私自身がセレモニーを担当したということもあったのですが、セレモニーの席上で飼い主さんから聞いたクックちゃんの話は私自身の記憶に深く残り、生前のクックちゃんを知ってるかのように錯覚するほど、印象深い犬ちゃんになりました。
 
もちろん、お一人暮らしで高齢に差し掛かかる年齢の飼い主さんのことも、ずっと気掛かりでしたので、機会があれば一度、お電話をしようと思っていたのですが、ずっと仕事に追われ、なかなかタイミングが合わず、年が明けてしまいましたが、ようやく先週、お電話でお話しすることができました。
 
飼い主さんは思ってたよりお元気な声で、電話に出られ、その後のことをいろいろとお話してくれました。
 
 
クックちゃんを失った悲しみから、完全には開放されてはいないようでしたが、クックちゃんのためにもクヨクヨするのだけはやめようと決め、日々、自分なりに楽しく生活することを心掛けているようでした。
 
友人たちから誘われ、カラオケとヨガを始めたらしく、その日あったことをクックちゃんの位牌に手を合わしながら、話しかけるのが日課になってるとのことでした。
 
以前より明るく健康的な生活をされてると聞き、私は少し安心したと同時に嬉しく思いました。
 
 
電話を切った後、私は自身が愛犬のランを失ったときにペットロス症候群になった小学生の頃を思い出していました。
 
そしてペットロスから立ち直るきっかけをくれた亡き父の写真が見たくなり、その日、帰宅したあと、古いアルバムをめくってみました。
 
アルバムの中に母と姉と私と亡くなった父と愛犬ラン全員が一緒に写った写真が1枚だけありました。
 
家族4人で写った写真や私と姉とランだけが写った写真はいっぱいあったのですが、家族全員で写った写真はその1枚だけでした。
 
古い写真なのでセピア色に変色していましたが、皆が笑っていてランも楽しげ表情で写真に収まっており、気が付けば30分ほど、その写真に見入っていました。
 
クックちゃんの飼い主さんを勇気付けるつもりが逆にこちらが勇気付けられる結果になり、私はアルバムを閉じました。
 
私にとっての父とラン。

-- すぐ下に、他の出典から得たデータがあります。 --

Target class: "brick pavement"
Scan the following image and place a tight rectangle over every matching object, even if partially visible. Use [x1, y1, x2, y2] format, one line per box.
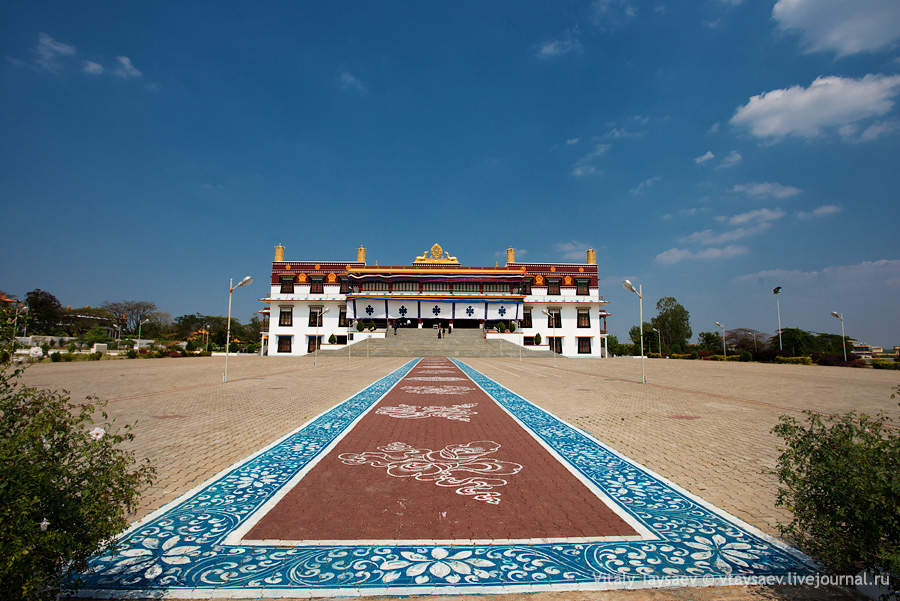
[24, 355, 893, 601]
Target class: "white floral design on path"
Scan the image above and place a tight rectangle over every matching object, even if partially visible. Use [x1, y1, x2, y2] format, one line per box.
[406, 376, 467, 382]
[400, 385, 475, 395]
[376, 403, 478, 422]
[338, 440, 522, 504]
[381, 548, 495, 584]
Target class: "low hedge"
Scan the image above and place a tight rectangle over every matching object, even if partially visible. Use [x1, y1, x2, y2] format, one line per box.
[776, 356, 814, 365]
[671, 353, 697, 360]
[872, 359, 900, 370]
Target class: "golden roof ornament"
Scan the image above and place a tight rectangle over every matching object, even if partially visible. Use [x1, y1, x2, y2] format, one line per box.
[414, 243, 459, 264]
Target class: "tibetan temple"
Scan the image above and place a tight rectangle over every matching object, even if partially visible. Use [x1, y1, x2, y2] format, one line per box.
[260, 243, 610, 357]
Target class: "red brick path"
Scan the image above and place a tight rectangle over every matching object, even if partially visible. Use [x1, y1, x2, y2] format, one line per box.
[246, 358, 636, 543]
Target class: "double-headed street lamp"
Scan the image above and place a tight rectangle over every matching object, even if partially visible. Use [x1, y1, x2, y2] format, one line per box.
[224, 275, 254, 383]
[650, 327, 661, 357]
[830, 311, 847, 362]
[622, 279, 645, 384]
[136, 318, 150, 351]
[773, 286, 783, 351]
[714, 321, 726, 357]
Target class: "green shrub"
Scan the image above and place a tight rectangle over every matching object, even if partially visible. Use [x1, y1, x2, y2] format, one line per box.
[872, 359, 900, 370]
[771, 403, 898, 596]
[0, 364, 156, 600]
[739, 350, 752, 362]
[498, 322, 507, 333]
[648, 352, 661, 358]
[708, 354, 726, 361]
[62, 353, 74, 362]
[328, 333, 337, 344]
[40, 343, 50, 355]
[367, 320, 375, 331]
[671, 353, 694, 359]
[49, 352, 61, 363]
[508, 321, 516, 332]
[356, 321, 365, 332]
[775, 356, 813, 365]
[88, 351, 102, 361]
[125, 349, 137, 359]
[67, 343, 76, 353]
[534, 333, 542, 346]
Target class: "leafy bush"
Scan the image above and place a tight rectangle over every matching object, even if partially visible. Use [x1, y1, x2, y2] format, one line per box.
[125, 349, 137, 359]
[355, 321, 364, 332]
[67, 343, 76, 353]
[40, 343, 50, 355]
[62, 353, 74, 362]
[498, 322, 507, 333]
[739, 350, 752, 362]
[775, 356, 814, 365]
[872, 359, 900, 370]
[671, 353, 695, 359]
[328, 333, 336, 344]
[648, 352, 661, 358]
[534, 333, 542, 346]
[0, 365, 156, 600]
[771, 405, 898, 596]
[49, 352, 61, 363]
[508, 322, 516, 332]
[366, 320, 375, 331]
[88, 351, 102, 361]
[708, 354, 726, 361]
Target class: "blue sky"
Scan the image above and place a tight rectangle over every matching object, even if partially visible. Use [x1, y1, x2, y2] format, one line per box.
[2, 1, 899, 346]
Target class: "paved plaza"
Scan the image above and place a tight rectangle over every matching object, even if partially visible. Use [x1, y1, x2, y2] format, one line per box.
[22, 356, 898, 600]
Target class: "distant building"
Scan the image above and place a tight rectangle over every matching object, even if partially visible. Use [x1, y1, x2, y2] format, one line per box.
[261, 243, 611, 357]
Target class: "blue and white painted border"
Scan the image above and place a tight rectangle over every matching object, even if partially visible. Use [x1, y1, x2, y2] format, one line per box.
[73, 358, 816, 598]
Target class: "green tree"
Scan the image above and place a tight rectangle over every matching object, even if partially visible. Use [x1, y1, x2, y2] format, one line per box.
[25, 289, 64, 335]
[628, 322, 653, 351]
[774, 328, 816, 356]
[698, 331, 723, 352]
[649, 297, 692, 354]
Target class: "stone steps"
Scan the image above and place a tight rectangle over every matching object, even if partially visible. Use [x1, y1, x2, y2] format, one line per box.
[318, 328, 557, 358]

飼い主さんにとってのクックちゃん。先立った者は残された者に必ず何らかのメッセージや教訓を残してくれています。
 
そのメッセージをいかにとらえ、これから自分が進むべき道に、どう一歩踏み出すかが大切だと私は思っています。
 
それはペットや大切な人を失った人すべてに言えることで、失った直後は深い悲しみに包まれ、無気力で何もやる気が起こらないことは当然だとしても、その悲しみからいつまでも抜け出せず、塞ぎこんでいては先立った者たちが浮ばれず、安心してその場を離れられませんよね。
 
私たちの仕事は毎日のようにこの悲しみの最中の人たちと向き合う仕事でもあります。
セレモニーを通じて、その悲しみを少しでも分かち合うことを心掛けながら、残された家族の方たちが新たな一歩を踏み出せることを願い、自身の体験や同じ悲しみを背負った人たちのお話をすることがあります。
 
それらの話で、少しでも、それぞれが踏み出す一歩のヒントになってもらえればと思うと同時に、それが、亡くなったペットちゃんたちが私たちに託した役割であると考えております。